Cinco y media de una tarde de otoño. Día despejado y buena temperatura. En la plaza de Algorta hay cientos de personas. Hay bares, comercios, farmacias, una salida de metro, etc... Todo el mundo va tranquilamente de un lado para otro haciendo recados; muchos toman algo en las terrazas; hay adolescentes que vienen de clase y multitud de niños que juegan en los columpios. Es un "pueblo" tranquilo, en paz. O lo parece.

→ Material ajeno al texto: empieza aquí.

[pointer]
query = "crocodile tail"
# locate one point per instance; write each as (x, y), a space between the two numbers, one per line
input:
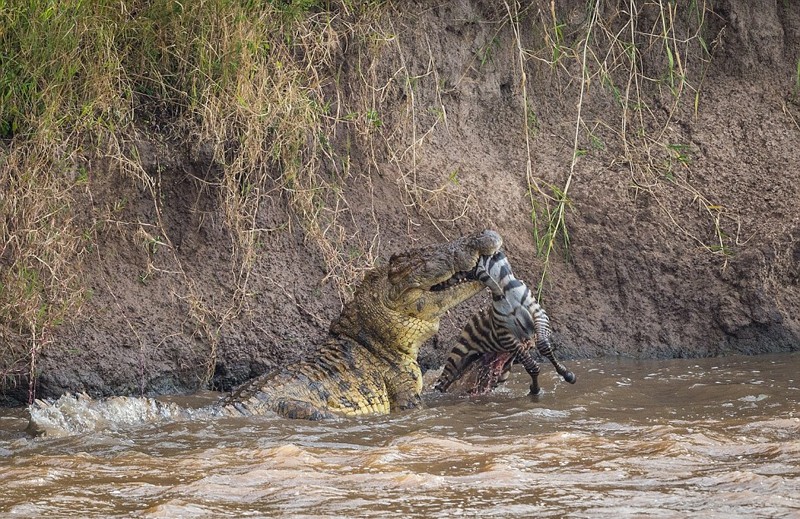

No llegan a doce. Vestidos con chándal o pantalones de monte. Zapatillas de deporte y botas de trekking. Sudaderas con capucha y caras tapadas. Empiezan llenando las cristaleras de la boca del metro con sprais. Rojos y negros. Repiten las mismas pintadas, sobre todo una: "GORA ETA". Algunos de ellos, a unos metros, vigilan que no se acerque la policía. Estos ni siquiera se tapan la cara. Uno de ellos es conocido en la zona. Parece que la da igual que le reconozcan.
Pintan rápido y se desplazan. Se dividen en dos grupos. Van pintando todas las fachadas con espacio suficiente, las cristaleras de los escaparates, contenedores, todo lo que puede servir de superficie suficientemente amplia para sus "autógrafos". Mientras, la gente se les queda mirando, petrificada. Y lo niños. Y los jóvenes. Una niña de 6 o 7 años se acerca a una pintada y la toca. Se le queda el dedo rojo, la pintura aún está fresca. El dueño o empleado de un comercio sale corriendo tras ellos. Ya se van, tienen un itinerario marcado y hay que completarlo rápido, antes de que aparezca la policía.